Walking into the offices of Vivek Tiwary is akin to entering the lair of the world’s nerdiest wizard. Every square inch of wall or shelf is adorned, but instead of potions, spells, and scrolls, the suite overlooking Union Square is chockablock with Broadway, rock & roll, and comic book memorabilia.
It’s a smorgasbord of curios from every conceivable fandom. Tony nominations (he has two, for producing A Raisin in the Sun and American Idiot) hang above stacks of graphic novels and Beatles ephemera. Timothy Zahn’s Thrawn books are piled opposite a poster advertising U. Penn’s 1995 ‘Spring Fling’ concert, which Tiwary orchestrated as an undergrad, booking Sonic Youth, The Roots, and George Clinton. There is even a VHS of the infamous Star Wars Holiday Special, a hallucinogenic spinoff so awful George Lucas reportedly tried to have all extant copies destroyed. (Mission failed).
Which is all to say: I, a massive and omnivorous nerd, feel like I’ve discovered a hidden treasure trove. And as I get to know Tiwary over the next few days, I come to think he is of a piece. For someone whose background could have produced an obnoxious, bitter mogul, the 46-year-old producer reveals himself to be a rare wellspring of warmth in the frosty tundra of high-stakes entertainment.
But before we can dig deep, there is some serious nerding to be done.
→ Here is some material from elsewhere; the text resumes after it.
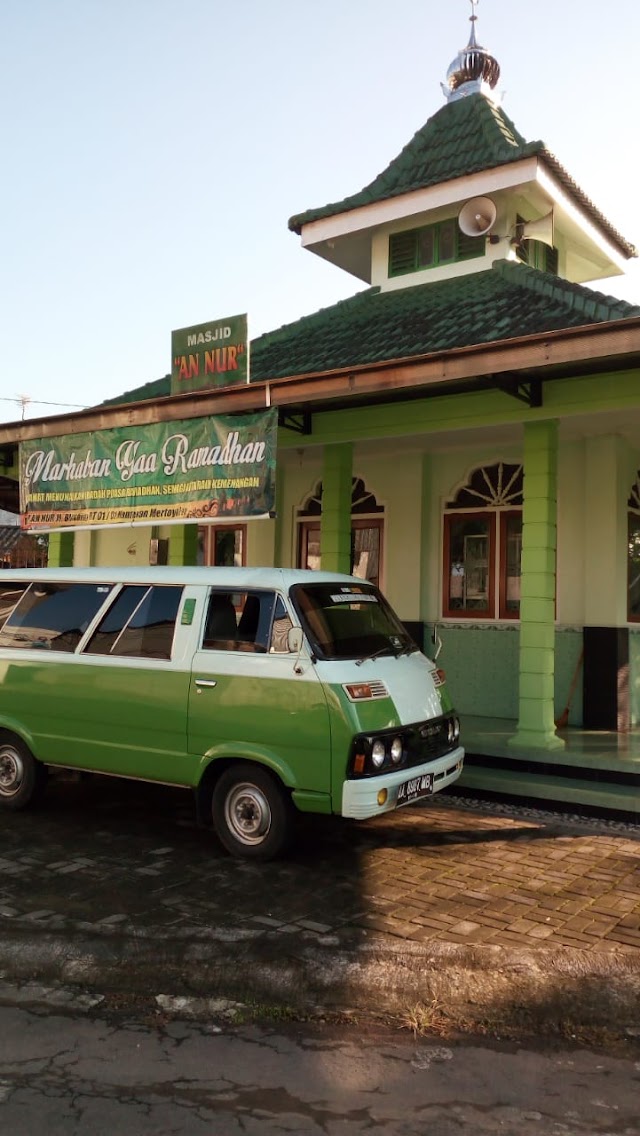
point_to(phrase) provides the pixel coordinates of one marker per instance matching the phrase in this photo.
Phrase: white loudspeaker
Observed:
(478, 217)
(541, 230)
“That album was the first time I realized a record can also tell a great story,” he tells me as I hover over a framed artifact. Even among the room’s spectacle, the mask singles itself out, giving off a creepy, early Tim Burton vibe. But it predates The Nightmare Before Christmas by a decade: it’s an original prop from Pink Floyd’s opus The Wall.
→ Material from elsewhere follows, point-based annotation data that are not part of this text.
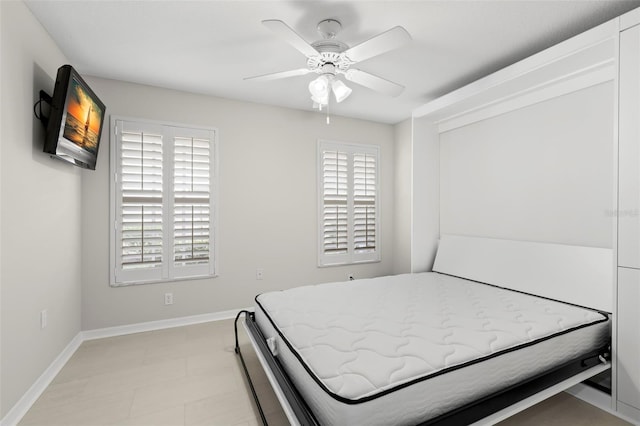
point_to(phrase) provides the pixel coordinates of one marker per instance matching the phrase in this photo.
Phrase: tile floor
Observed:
(191, 376)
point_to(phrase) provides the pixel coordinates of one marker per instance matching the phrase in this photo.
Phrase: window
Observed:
(348, 203)
(162, 201)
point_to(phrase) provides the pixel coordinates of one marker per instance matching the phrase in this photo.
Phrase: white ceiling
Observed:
(209, 46)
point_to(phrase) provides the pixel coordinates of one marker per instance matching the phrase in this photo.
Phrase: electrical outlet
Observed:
(168, 298)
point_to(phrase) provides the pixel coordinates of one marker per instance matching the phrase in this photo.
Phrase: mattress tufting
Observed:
(349, 344)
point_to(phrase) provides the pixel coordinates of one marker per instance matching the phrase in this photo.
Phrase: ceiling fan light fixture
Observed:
(340, 90)
(319, 87)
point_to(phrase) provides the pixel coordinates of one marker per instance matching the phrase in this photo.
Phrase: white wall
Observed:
(267, 204)
(425, 192)
(402, 199)
(540, 173)
(40, 222)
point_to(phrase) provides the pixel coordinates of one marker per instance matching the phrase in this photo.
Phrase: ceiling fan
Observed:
(330, 57)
“That’s the kind of thing I try to do. I want to use popular music to create work that has a narrative and some sort of impact.”
This generic soundbite belies a leapfrogging career path and an array of ventures. After years working for Sony and Mercury Records, then independently managing bands, Tiwary set his sights on Broadway, first raising money for the watershed production of Mel Brooks’ The Producers in 2001. Since then, he’s notched another half-dozen in his belt, five of which turned tidy profits – way above par for the notoriously risky industry. Most recently, he’s taken the lead on Jagged Little Pill, the Alanis Morissette jukebox that opened last month.
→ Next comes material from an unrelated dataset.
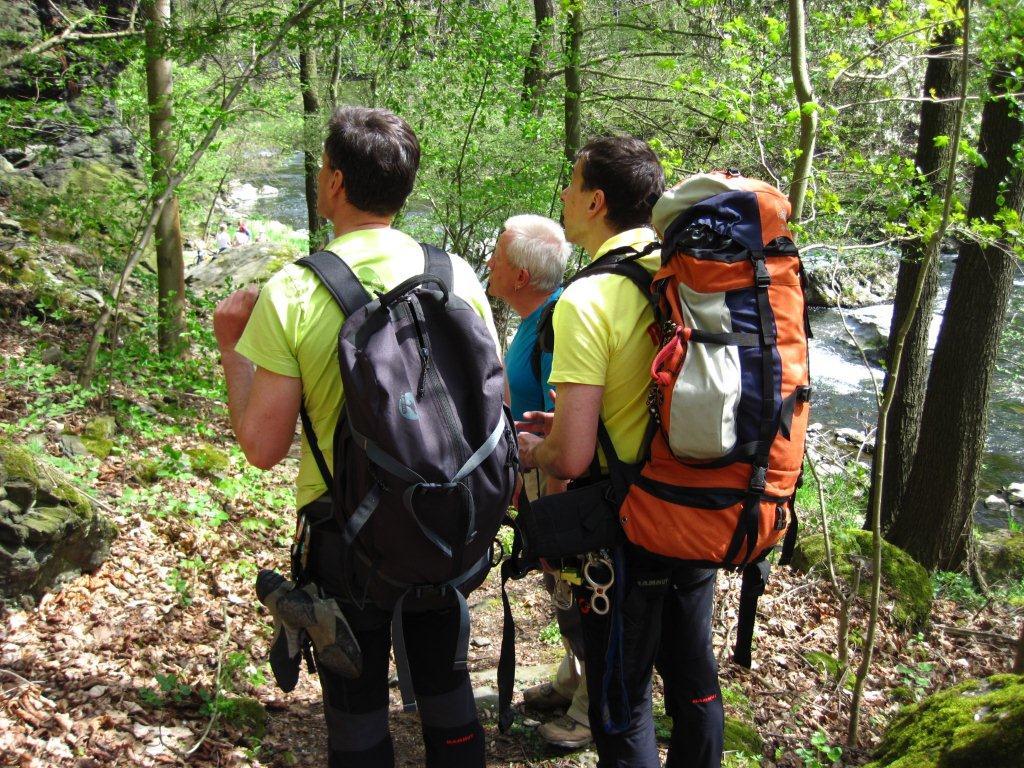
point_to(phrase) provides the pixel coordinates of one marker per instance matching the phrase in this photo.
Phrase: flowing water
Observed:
(844, 395)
While producing these shows, he also wrote The Fifth Beatle, a bestselling graphic novel that tells the story of Brian Epstein, the Fab Four’s closeted manager, as he transforms the boys into a global phenomenon. The book, for which Tiwary won the prestigious Eisner award, is now being adapted into a TV series, tracing the lineage of pop music via the backstage drama that undergirds it, with each season focusing on a different seminal band.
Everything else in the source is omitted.